Blog Nutrition Turmeric And Cinnamon: The Power Of Golden Milk

Turmeric And Cinnamon: The Power Of Golden Milk

Turmeric and cinnamon are believed to be two of the most powerful spices on the planet. When they’re combined, they make a potent elixir that has been used for centuries in Ayurvedic medicine for treating a wide variety of ailments.

Golden milk is made by simmering dairy or non-dairy milk with turmeric, cinnamon, ginger, and other spices. The resulting drink is a rich, creamy, and anti-inflammatory powerhouse that’s perfect for sipping on at any time of day.

Are you curious about what happens when these two spices team up? Keep reading to learn all about the possible benefits of golden milk and how to make your own at home.

What’s In Turmeric and Cinnamon Tea?

Turmeric and cinnamon tea is a concoction of two potent spices, turmeric and cinnamon, steeped in hot water or milk. These warm and earthy flavors complement each other perfectly, creating a comforting blend that is both soothing and invigorating.

Turmeric, a root that’s a member of the ginger family, is known for giving curry its yellow color and is a staple of traditional Indian cuisine. It’s revered for its active compound, curcumin, which is a potent antioxidant and anti-inflammatory substance (14). 

When combined with black pepper, curcumin’s bioavailability is enhanced, which means the body can absorb and utilize it more effectively.

Cinnamon, derived from the inner bark of the Cinnamomum tree, is another nutritional dynamo. It’s rich in antioxidants and has been linked with a range of health benefits, including lowering blood sugar levels and reducing heart disease risk factors (6).

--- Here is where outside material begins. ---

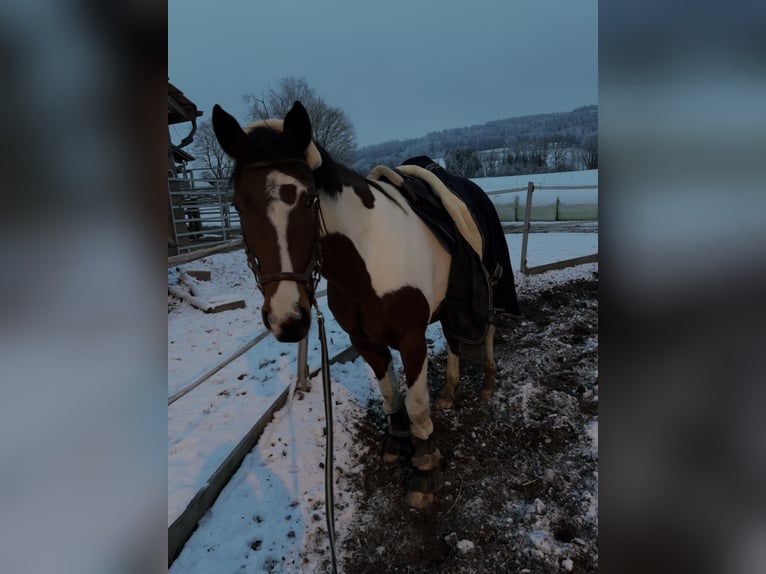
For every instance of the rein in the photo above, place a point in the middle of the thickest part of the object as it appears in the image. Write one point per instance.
(310, 277)
(329, 481)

When combined, turmeric and cinnamon create a tea that’s tasty and also contains trace amounts of essential nutrients, including calcium, iron, magnesium, fiber, vitamin B6, and potassium.

turmeric and cinnamon  

Some turmeric and cinnamon tea recipes also contain the following spices that serve important functions:

  • Black pepper – our bodies can’t utilize curcumin (the active ingredient in turmeric) as efficiently on its own. Black pepper contains an active ingredient called piperine that helps increase the bioavailability of curcumin (18).
  • Coconut oil – curcumin is fat-soluble, which means it’s best absorbed by our bodies when consumed with fat. Coconut oil is a source of fat that helps increase the absorption of curcumin and pairs well with the other flavors in golden milk (16).
  • Ginger – ginger is a warming spice with powerful anti-inflammatory and nausea-reducing properties. It’s the perfect addition to this recipe if you’re looking to soothe an upset stomach (15).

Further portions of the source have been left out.